Since AI works off prompts, it falls into the category of “you don’t know what you don’t know.” For example, you may think you want to live in a brand new neighbourhood, so you build your prompts around that. But you may not be considering this means you’ll live in dusty construction zones for the next three years, or that public transit doesn’t frequent the area yet, or that zoning in the area doesn’t allow you to run your small business out of your home. All of these things are components to home buying your REALTOR® not only knows about, but can thoroughly explain to you in order to give you a full picture.  

Man typing on computer

Where AI can help REALTORS®, and in turn, help you 

REALTORS® who want to get better at engaging in conversation with prospective buyers, and speak to their pain points, can use AI to help bolster their skillset. AI can be great to engage with for some of this practice banter because it’s well-programmed to understand the possible objections that you, as a client, may ask. AI could even throw curveballs, and your REALTOR® will then be well-equipped to handle them. 

Michael Thorne, a REALTOR® and salesperson in Langley, British Columbia, told the CREA Café that AI can be useful for newer REALTORS® to better understand what clients might be looking for, and be better prepared with the correct information. He gave the example of someone downsizing for the first time: a REALTOR® can prompt AI, such as ChatGPT, with “What are the top five questions someone who wants to downsize their home will have for a real estate agent?”

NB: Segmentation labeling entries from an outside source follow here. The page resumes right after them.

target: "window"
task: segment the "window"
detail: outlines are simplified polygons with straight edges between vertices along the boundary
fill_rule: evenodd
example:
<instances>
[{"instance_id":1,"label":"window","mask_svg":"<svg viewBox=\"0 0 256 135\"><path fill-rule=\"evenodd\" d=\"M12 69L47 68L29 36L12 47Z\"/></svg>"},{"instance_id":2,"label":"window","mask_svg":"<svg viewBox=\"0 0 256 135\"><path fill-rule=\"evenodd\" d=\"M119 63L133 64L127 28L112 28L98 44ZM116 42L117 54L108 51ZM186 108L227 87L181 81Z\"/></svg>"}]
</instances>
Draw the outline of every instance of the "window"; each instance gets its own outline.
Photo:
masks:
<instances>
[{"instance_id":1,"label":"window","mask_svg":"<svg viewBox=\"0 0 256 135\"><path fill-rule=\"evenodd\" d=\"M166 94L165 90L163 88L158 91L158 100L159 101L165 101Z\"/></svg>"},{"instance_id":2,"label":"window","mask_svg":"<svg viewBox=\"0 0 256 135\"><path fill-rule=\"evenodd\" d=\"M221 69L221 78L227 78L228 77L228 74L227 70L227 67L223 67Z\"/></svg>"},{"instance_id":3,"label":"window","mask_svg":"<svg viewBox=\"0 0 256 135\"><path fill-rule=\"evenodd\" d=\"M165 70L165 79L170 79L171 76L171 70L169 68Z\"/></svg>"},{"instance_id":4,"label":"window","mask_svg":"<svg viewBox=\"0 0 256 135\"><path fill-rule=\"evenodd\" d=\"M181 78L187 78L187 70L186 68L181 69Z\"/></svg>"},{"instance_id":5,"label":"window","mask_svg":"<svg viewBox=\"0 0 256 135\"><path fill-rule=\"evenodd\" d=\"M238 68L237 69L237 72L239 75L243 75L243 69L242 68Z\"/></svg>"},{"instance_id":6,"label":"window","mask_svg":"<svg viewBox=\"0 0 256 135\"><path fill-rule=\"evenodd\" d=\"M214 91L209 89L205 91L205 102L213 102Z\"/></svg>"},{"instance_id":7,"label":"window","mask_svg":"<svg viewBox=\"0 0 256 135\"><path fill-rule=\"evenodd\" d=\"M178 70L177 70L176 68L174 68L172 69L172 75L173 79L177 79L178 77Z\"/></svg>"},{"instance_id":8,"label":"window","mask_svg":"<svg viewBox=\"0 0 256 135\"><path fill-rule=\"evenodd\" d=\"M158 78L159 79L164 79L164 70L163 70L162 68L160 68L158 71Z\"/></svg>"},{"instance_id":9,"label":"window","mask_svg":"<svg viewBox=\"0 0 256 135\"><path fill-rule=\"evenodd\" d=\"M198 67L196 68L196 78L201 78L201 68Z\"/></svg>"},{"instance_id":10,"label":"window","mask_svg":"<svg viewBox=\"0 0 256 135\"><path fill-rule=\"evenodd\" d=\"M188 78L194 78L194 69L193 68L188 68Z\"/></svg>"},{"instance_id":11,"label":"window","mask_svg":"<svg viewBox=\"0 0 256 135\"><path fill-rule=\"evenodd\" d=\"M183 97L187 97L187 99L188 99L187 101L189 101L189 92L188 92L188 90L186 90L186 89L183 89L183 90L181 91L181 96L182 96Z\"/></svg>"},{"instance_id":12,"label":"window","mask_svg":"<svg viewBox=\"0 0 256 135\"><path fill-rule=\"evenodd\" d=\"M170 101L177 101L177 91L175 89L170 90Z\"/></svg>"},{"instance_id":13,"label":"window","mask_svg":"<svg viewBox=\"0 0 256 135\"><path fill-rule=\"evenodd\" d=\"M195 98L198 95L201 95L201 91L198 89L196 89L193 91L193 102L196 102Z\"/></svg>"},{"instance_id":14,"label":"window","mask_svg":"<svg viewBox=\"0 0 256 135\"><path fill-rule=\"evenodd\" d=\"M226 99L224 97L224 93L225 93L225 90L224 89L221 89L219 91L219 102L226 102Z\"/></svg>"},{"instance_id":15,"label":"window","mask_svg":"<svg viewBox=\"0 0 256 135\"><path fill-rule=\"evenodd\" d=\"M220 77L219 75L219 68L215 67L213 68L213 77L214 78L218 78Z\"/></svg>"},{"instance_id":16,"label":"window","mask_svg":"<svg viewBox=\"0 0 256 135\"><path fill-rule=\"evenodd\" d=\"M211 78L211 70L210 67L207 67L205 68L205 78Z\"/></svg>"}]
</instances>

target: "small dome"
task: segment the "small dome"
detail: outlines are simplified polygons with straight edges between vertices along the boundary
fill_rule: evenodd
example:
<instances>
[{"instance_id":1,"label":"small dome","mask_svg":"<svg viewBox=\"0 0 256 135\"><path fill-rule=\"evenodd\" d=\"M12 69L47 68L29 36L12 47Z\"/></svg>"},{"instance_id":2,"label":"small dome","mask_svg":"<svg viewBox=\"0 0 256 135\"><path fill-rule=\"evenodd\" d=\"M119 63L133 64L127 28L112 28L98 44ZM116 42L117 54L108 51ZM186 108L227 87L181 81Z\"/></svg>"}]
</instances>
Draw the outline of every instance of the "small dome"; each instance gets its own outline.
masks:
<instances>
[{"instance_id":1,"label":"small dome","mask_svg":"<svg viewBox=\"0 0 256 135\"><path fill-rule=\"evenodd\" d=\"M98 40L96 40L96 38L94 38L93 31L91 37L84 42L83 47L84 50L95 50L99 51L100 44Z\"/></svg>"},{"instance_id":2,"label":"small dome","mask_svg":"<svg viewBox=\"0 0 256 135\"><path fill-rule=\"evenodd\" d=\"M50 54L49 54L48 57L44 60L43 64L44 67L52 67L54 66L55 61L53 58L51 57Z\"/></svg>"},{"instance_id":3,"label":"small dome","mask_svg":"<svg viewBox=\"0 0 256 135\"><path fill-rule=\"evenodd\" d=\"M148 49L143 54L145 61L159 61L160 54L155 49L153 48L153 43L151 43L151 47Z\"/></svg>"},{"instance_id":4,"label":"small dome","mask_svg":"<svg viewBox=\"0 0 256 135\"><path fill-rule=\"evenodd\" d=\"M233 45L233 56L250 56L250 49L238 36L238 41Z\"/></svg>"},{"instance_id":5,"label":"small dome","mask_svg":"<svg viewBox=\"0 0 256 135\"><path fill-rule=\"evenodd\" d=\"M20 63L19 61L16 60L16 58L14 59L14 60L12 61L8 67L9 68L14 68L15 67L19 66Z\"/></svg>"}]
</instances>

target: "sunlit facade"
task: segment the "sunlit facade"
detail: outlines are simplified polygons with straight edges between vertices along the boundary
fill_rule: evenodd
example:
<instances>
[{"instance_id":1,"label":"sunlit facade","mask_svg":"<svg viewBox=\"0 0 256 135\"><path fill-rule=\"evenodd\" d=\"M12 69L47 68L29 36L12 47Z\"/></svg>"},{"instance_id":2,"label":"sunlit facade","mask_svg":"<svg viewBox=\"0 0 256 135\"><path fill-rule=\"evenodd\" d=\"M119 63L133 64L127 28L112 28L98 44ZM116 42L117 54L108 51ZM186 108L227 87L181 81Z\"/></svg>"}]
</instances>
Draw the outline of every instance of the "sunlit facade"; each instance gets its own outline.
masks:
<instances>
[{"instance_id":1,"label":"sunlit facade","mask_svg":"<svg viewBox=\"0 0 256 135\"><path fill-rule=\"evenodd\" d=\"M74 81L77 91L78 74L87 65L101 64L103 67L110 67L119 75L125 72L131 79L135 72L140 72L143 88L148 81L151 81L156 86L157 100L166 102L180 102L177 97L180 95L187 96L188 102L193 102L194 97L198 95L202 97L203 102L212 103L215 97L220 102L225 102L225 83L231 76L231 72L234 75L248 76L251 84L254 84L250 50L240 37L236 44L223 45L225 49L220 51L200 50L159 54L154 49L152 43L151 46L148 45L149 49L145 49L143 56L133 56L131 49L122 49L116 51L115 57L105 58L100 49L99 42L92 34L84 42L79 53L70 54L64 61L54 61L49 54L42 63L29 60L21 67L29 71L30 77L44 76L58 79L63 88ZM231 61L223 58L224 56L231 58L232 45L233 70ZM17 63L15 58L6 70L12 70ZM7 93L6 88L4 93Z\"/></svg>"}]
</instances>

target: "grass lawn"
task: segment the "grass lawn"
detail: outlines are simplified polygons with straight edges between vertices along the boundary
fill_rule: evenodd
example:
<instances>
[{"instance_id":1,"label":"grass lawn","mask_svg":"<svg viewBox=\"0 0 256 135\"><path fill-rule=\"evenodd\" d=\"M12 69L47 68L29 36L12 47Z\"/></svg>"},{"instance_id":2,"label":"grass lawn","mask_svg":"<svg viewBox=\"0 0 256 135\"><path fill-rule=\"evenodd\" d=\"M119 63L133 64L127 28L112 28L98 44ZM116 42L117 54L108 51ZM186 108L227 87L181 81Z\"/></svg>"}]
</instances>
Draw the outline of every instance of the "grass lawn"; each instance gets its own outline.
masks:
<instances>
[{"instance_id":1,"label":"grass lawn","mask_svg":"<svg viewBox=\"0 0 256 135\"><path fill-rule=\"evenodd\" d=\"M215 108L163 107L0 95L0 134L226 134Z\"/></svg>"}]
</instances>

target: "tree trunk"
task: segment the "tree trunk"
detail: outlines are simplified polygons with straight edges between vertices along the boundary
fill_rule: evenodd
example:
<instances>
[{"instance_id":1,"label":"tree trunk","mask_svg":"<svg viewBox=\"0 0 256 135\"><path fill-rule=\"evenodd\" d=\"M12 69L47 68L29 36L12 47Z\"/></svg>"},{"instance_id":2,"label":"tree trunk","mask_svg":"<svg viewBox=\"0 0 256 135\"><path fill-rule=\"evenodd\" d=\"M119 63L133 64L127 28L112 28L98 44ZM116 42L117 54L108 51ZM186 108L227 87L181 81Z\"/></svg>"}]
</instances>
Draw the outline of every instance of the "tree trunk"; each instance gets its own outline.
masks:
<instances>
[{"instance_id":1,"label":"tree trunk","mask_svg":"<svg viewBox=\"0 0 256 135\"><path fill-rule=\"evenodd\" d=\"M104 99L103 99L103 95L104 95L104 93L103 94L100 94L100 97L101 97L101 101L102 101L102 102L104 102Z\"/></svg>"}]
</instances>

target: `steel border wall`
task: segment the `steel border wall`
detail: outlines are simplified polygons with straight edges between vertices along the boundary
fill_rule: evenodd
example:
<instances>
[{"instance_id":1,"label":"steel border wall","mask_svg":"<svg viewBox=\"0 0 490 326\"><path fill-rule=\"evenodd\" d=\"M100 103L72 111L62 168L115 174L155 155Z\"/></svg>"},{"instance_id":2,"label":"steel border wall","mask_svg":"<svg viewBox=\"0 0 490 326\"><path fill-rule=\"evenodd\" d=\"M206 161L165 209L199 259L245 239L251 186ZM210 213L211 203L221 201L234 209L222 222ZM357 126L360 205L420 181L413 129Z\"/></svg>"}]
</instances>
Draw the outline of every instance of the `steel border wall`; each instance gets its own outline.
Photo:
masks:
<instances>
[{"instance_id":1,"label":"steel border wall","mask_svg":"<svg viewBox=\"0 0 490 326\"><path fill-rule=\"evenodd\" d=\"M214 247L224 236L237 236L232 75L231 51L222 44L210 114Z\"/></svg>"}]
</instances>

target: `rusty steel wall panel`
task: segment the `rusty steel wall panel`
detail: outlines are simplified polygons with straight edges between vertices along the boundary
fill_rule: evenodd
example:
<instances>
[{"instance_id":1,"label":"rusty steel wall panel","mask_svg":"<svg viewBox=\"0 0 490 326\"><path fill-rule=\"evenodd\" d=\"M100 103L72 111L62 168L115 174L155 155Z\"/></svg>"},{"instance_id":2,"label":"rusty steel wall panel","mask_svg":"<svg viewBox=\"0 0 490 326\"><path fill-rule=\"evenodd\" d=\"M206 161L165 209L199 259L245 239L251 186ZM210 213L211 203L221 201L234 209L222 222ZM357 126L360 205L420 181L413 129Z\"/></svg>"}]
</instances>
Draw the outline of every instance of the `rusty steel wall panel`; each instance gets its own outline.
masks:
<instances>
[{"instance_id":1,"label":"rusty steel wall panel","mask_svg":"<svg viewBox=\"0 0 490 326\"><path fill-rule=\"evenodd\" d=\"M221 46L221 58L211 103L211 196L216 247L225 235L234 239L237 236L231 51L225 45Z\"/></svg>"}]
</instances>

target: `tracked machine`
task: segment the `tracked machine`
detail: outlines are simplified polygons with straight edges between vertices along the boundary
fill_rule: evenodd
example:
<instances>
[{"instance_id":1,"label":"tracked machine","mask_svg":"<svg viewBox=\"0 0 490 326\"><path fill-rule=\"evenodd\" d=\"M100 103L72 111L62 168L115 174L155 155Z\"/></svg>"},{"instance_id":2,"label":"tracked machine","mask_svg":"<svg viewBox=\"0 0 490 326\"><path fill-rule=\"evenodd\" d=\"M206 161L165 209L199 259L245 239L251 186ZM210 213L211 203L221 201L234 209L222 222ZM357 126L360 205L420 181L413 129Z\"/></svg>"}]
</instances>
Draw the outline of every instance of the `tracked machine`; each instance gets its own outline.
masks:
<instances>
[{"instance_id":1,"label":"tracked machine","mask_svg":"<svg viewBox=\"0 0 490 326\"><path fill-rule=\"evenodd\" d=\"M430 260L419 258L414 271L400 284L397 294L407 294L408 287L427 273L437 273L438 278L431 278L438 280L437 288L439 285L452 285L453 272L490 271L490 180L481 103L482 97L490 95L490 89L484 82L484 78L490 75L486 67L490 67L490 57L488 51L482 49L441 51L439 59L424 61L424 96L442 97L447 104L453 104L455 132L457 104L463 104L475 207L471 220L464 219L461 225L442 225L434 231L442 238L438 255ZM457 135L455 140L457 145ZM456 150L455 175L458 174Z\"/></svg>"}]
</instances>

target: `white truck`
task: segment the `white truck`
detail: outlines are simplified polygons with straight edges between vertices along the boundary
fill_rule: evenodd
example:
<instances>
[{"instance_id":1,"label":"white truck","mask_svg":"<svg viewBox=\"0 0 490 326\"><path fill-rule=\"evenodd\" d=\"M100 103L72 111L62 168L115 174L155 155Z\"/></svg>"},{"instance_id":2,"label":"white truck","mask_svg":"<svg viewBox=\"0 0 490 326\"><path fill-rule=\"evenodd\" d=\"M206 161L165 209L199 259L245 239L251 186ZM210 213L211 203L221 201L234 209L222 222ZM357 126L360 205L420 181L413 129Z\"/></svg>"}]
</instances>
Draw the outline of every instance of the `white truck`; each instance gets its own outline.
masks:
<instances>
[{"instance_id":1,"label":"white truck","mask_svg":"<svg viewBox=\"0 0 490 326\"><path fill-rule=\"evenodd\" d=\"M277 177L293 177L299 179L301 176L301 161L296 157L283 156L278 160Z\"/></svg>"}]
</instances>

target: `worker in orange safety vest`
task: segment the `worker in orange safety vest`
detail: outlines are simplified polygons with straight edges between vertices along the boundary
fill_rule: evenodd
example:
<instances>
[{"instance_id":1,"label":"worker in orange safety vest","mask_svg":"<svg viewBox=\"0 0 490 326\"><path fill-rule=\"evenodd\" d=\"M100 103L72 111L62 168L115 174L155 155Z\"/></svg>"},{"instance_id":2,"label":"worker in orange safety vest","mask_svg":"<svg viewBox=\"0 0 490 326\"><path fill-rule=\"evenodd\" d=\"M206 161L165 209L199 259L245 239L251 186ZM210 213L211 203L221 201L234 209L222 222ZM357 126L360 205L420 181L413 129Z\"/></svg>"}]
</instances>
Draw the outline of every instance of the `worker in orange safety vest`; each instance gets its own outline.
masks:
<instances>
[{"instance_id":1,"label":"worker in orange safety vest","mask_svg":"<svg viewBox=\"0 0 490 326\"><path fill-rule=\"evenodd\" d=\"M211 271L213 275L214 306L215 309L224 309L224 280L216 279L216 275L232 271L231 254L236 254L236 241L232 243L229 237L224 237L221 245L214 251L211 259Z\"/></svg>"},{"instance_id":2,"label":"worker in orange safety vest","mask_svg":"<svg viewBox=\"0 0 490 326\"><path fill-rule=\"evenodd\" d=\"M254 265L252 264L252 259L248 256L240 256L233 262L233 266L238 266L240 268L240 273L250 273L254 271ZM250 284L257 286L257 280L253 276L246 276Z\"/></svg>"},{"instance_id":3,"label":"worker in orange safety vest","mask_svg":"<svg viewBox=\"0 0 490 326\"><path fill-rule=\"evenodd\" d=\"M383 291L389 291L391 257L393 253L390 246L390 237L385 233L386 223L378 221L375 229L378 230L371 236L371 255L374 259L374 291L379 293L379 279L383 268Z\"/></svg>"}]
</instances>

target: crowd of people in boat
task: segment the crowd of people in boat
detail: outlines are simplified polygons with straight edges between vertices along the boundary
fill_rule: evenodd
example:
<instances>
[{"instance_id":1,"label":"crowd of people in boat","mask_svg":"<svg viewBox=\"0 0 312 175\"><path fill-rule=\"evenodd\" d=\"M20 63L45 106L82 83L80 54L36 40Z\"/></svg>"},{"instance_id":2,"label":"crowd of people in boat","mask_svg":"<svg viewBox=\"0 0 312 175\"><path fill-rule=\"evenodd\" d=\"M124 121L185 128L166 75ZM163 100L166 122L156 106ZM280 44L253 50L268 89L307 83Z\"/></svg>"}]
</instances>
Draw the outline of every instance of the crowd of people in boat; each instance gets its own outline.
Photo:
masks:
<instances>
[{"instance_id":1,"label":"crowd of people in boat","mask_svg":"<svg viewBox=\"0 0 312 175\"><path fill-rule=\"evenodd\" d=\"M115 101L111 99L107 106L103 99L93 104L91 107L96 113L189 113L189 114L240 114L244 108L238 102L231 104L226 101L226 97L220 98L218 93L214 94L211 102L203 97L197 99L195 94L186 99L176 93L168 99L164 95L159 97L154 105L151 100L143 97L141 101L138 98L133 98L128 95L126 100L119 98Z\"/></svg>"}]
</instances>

“Now [your REALTOR®] will have more time to craft value for these people and be prepared for the discussion,” says Thorne. “You have a head start on anticipating and addressing issues.”

Many REALTORS® are also using AI for content generation, such as social media posts and newsletters, but there’s still a human element involved. 

“I think our observation is it’ll take you about 80% of the way once you get good at understanding how to prompt it appropriately,” notes Chris Slightham, President of Royal Lepage Signature in Toronto. He also notes that while the voice of some of the AI supports may be distinguishable, it’s helpful for getting content out, especially for REALTORS® who may not be strong writers.

Tehrani also explained how REALTORS® should be transparent with their clients about the use of AI. 

“From my perspective, the best approach is to be transparent[…], mainly when you’re leveraging any AI applications into your businesses,” she says. 

Couple smiling at document with real estate agent pointing

AI is evolving rapidly, and it will likely change how most of us do our jobs, including REALTORS®. In the last few months alone, AI has generated widely-available tools that can help save time, and find efficiencies in the buying and selling process. However, AI cannot replicate that human element—whether through impactful copy or holding someone’s hand through a major purchase decision—and it’s the human element that REALTORS® do best.